I love you. I’ve always loved you.

47

Eli

The car ride home from the county detention center is silent. Pops is sober, his eyes bloodshot but clear, and I think it’s the first time I’ve seen a hint of the man he keeps buried underneath the booze. There’s an awareness in his gaze that’s been missing since I’ve been back.

His lawyer says he’ll need to pray to whatever God he believes in that the family he hit doesn’t press charges.

He’s lucky. And I think maybe Ma was watching over him—watching over that pregnant woman. That husband. That little girl.

Whatever the case, Pops is looking at some trouble.

The hands of fate have dealt too many blows for me to be convinced that it works in your favor, but maybe there’s a reason I haven’t talked with Pops yet. There’s a tinge of hope expanding in my chest that he’ll be more receptive to the idea of help today.

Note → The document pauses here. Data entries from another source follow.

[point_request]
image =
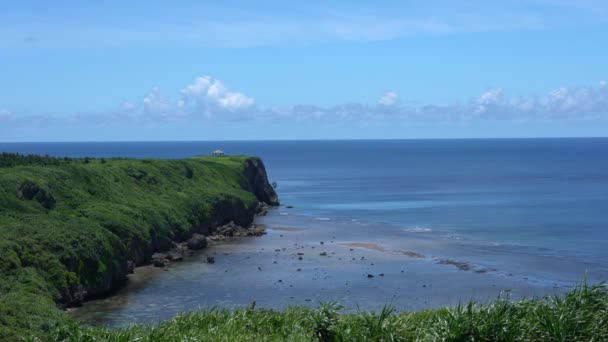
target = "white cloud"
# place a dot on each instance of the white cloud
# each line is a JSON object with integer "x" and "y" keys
{"x": 205, "y": 91}
{"x": 210, "y": 100}
{"x": 388, "y": 99}
{"x": 5, "y": 115}
{"x": 490, "y": 98}
{"x": 156, "y": 103}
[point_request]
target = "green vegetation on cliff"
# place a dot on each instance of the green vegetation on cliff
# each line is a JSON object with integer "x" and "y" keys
{"x": 70, "y": 227}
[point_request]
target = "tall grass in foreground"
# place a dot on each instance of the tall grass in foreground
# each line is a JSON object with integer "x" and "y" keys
{"x": 579, "y": 315}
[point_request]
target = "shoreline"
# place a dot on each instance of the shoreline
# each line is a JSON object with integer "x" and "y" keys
{"x": 302, "y": 265}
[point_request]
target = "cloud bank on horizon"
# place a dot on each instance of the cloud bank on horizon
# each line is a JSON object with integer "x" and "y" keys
{"x": 315, "y": 69}
{"x": 207, "y": 99}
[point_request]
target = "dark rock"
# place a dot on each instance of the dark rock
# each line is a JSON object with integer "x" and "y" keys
{"x": 196, "y": 242}
{"x": 175, "y": 256}
{"x": 257, "y": 182}
{"x": 159, "y": 262}
{"x": 130, "y": 267}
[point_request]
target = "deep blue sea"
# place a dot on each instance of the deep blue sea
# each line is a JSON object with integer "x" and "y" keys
{"x": 533, "y": 208}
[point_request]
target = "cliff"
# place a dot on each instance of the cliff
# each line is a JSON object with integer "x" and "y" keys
{"x": 70, "y": 228}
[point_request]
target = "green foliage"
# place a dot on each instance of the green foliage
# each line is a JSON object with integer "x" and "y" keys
{"x": 66, "y": 223}
{"x": 579, "y": 315}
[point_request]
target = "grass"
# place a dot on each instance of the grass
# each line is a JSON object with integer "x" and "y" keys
{"x": 67, "y": 224}
{"x": 579, "y": 315}
{"x": 71, "y": 224}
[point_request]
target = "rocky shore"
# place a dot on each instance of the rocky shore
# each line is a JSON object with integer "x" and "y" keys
{"x": 179, "y": 251}
{"x": 73, "y": 229}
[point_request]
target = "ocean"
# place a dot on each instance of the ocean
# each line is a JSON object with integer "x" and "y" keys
{"x": 527, "y": 214}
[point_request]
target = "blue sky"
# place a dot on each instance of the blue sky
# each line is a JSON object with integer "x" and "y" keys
{"x": 196, "y": 70}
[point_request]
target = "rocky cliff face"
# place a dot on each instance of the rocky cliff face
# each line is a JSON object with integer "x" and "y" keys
{"x": 257, "y": 182}
{"x": 224, "y": 211}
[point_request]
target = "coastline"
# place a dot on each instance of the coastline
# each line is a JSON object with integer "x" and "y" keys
{"x": 79, "y": 226}
{"x": 304, "y": 264}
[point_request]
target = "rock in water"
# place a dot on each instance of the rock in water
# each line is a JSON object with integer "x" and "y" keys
{"x": 197, "y": 241}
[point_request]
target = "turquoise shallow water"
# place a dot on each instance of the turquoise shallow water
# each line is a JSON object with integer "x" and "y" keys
{"x": 533, "y": 211}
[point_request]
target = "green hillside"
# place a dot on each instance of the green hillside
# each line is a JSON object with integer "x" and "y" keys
{"x": 70, "y": 227}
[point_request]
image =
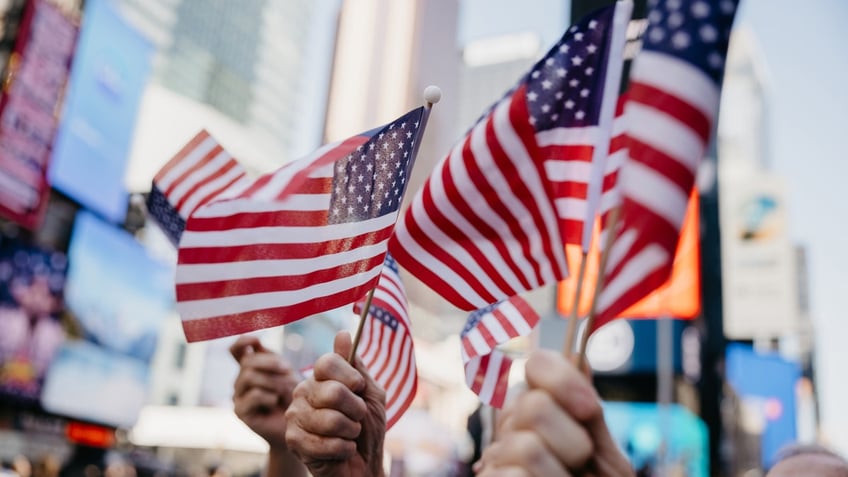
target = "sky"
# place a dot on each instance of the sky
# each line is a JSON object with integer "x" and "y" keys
{"x": 804, "y": 51}
{"x": 804, "y": 48}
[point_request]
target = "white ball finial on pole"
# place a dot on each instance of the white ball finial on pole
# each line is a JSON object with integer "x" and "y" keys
{"x": 432, "y": 94}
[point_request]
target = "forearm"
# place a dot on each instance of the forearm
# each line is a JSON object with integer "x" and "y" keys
{"x": 283, "y": 463}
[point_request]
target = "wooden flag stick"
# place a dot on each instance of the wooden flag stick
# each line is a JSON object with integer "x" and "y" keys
{"x": 573, "y": 317}
{"x": 590, "y": 322}
{"x": 362, "y": 316}
{"x": 432, "y": 95}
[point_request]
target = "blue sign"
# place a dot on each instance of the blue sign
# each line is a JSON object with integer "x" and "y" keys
{"x": 645, "y": 430}
{"x": 117, "y": 291}
{"x": 88, "y": 382}
{"x": 108, "y": 77}
{"x": 765, "y": 383}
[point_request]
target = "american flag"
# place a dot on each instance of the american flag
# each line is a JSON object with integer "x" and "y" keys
{"x": 196, "y": 174}
{"x": 490, "y": 220}
{"x": 305, "y": 239}
{"x": 610, "y": 189}
{"x": 672, "y": 106}
{"x": 386, "y": 343}
{"x": 486, "y": 368}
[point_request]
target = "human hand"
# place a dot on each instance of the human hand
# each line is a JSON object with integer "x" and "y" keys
{"x": 263, "y": 390}
{"x": 337, "y": 420}
{"x": 554, "y": 428}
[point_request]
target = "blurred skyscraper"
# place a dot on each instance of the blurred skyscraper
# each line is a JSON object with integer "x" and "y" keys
{"x": 264, "y": 65}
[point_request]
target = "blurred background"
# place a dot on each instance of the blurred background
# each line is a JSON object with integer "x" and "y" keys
{"x": 740, "y": 354}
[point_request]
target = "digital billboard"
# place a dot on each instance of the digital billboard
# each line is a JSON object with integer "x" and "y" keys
{"x": 33, "y": 84}
{"x": 115, "y": 289}
{"x": 31, "y": 284}
{"x": 109, "y": 74}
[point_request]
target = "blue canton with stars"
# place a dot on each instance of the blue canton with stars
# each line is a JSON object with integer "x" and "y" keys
{"x": 696, "y": 31}
{"x": 565, "y": 88}
{"x": 371, "y": 181}
{"x": 165, "y": 215}
{"x": 379, "y": 313}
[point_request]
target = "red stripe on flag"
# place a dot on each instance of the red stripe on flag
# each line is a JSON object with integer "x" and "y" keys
{"x": 181, "y": 154}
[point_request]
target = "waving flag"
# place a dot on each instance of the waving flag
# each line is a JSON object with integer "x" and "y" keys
{"x": 486, "y": 368}
{"x": 490, "y": 220}
{"x": 200, "y": 171}
{"x": 674, "y": 97}
{"x": 386, "y": 343}
{"x": 305, "y": 239}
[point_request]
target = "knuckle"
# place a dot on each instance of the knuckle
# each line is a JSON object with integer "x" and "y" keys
{"x": 532, "y": 408}
{"x": 529, "y": 445}
{"x": 333, "y": 393}
{"x": 325, "y": 365}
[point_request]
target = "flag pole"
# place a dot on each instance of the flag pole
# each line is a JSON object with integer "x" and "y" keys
{"x": 590, "y": 321}
{"x": 432, "y": 95}
{"x": 568, "y": 346}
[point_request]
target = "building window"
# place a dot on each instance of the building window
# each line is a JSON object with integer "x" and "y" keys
{"x": 179, "y": 356}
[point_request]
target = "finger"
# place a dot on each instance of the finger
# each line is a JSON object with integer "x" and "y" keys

Either way, my nerves are shot, too singed by the flame of Becca’s touch and the ire of Lee’s disappointment to give a damn about the heavy conversation that’s ahead.

We make it to the house, and I follow as Pops walks slowly toward the door. His back is hunched and his shoulders slumped, the bags under his eyes highlighting the soul-deep ache that he stifles with his drink.

He’s just past the entryway when I say his name. “Pops.”

He stops in his tracks, his head hanging low. “What is it, boy?”

I bite my cheek, pushing down the urge to say that it’s nothing. To forget it. “Come into the kitchen. I’ll brew us some coffee and we can talk.”

“I’ve been up all damn night. I’m tired. Just wanna get some rest,” he grunts.

“Pops.” My voice is firm, the rumble vibrating my chest. He twists, his eyes clashing with mine. My natural instinct—what’s been ingrained in me since I was a kid—is to lower my gaze, but I don’t. Even through the tension in my muscles and the bite of anxiety suddenly eating my insides, I hold his stare. Finally, his back heaves with his sigh and he nods, his eyes breaking away to the floor as he walks into the kitchen.

My foot shakes while I start the coffee, pouring us both a cup and sitting at the kitchen table. Pops goes straight for the cabinet to the left of the sink—the one he always goes for—opening it and staring inside.

My fingers tap against the hot ceramic as I watch him, every second ramping up the knots in my stomach. “It’s not there,” I say.

His back straightens and he spins to face me. “And why the hell not?”

“Dumped it down the drain.”

“You had no right,” he hisses.

“I had every right. You’re my father. And you’re sick.”